Section II, on "Clinical Studies," opens with Henry Smith's fascinating elaboration of Freud's notion of "screen memories" into a theory of screening that denotes the general process by which mental content is organized. He illustrates his thesis by invoking the "screen language" employed by a patient throughout her analysis. Ernest Wolf next explores the tension between being a "scientist" and a "healer" in Freud and his followers to illuminate struggles within the psychoanalytic movement and to help account for current attitudes toward abstinence, neutrality, and gratification. Kenneth Newman focuses on this same triptych of technical precepts. He argues, in the spirit of Winnicott and Kohut, that analysts can only alter the hostile internal environments of their patients by becoming "usable" objects and cultivating an optimally responsive analytic environment.
A particularly rich collection of applied analytic studies forms Section III of the volume. Individual chapters focus on the childhood of Vincent van Gogh (W. W. Meissner); the psychological healing process depicted in George Eliot's Silas Marner (Richard Almond); the self-psychological meaning of "blood brotherhood" in D. H. Lawrence's Women in Love (James Cowan); ecstatic mysticism in the 19th-century Indian saint Sri Ramakrishna (Sudhir Kakar); the disintegration of the Tyrone family in Eugene O'Neill's Long Day's Journey into Night (Frank and Annette Lachmann); and the nature and analytic significance of Freud's aesthetic response to Michelangelo's Moses (Gary Goldsmith). Finally, in Section IV, George Brook examines the commonsense psychological knowledge of everyday life, that is, the nonpsychoanalytic knowledge on which much of clinical psychoanalysis ultimately depends.

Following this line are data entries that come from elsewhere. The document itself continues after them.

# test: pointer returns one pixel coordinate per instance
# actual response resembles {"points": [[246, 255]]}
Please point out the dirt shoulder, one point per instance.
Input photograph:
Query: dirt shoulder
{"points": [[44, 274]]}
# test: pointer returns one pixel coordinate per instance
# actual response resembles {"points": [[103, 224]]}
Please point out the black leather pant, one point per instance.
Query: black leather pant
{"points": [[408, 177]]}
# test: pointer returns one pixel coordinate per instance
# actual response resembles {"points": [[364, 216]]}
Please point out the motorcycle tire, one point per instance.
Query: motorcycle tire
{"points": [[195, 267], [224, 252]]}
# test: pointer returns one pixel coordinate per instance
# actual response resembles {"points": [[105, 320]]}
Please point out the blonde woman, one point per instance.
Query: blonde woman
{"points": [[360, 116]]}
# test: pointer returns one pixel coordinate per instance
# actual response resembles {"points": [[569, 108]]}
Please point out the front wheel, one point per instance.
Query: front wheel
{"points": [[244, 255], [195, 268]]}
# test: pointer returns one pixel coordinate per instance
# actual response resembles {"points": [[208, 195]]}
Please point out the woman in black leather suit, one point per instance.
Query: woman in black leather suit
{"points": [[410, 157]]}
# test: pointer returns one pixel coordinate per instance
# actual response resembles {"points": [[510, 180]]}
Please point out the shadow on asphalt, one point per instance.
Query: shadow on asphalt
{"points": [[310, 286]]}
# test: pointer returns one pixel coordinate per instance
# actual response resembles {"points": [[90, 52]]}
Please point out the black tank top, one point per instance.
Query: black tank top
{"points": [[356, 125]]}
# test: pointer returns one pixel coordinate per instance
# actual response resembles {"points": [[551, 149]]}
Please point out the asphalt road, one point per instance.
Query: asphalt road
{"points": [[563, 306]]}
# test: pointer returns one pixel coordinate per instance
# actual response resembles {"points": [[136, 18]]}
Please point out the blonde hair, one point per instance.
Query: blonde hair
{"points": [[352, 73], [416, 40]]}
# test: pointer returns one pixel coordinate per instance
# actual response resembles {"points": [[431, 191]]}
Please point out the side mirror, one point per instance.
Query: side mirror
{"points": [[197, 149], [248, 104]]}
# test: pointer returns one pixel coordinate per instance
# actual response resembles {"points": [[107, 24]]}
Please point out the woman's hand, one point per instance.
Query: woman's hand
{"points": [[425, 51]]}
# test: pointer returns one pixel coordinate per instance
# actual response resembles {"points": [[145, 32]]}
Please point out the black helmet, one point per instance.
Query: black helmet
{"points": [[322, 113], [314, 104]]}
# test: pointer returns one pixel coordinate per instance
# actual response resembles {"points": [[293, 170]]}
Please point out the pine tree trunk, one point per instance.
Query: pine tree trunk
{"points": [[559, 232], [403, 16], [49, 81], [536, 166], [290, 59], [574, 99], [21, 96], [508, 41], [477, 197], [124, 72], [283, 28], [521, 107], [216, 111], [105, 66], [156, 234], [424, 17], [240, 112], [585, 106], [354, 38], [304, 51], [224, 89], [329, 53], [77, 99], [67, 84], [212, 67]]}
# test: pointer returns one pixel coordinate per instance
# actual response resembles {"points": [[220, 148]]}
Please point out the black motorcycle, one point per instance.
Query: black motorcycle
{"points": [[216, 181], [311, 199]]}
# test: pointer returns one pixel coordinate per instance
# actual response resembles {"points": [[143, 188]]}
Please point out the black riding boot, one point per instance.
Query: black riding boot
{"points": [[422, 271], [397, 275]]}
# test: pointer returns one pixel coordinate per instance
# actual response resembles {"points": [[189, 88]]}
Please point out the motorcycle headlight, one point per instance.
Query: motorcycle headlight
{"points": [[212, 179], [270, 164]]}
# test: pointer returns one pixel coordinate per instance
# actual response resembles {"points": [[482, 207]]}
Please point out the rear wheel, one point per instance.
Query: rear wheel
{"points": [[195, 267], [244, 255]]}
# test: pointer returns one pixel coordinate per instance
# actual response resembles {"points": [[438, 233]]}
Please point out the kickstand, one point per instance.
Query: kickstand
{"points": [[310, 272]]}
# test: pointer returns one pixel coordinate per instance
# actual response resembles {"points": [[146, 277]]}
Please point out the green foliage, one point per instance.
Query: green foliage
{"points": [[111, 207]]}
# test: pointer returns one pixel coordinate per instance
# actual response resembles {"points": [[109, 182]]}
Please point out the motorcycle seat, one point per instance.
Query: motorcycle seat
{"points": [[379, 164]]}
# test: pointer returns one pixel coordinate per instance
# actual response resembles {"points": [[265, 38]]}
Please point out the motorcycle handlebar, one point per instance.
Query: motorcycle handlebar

Taken together, the four sections of Volume 20 of The Annual offer an exciting overview of contemporary psychoanalysis. Section I highlights recent trends in psychoanalytic theorizing and the testing of psychoanalytic propositions; Section II explores the relevance of new theoretical perspectives to clinical work; Section III demonstrates the applicability of these new perspectives to psychobiographical and literary analysis; and Section IV provocatively explores the points of connection between everyday ideas and attitudes and the tenets of psychoanalytic practice.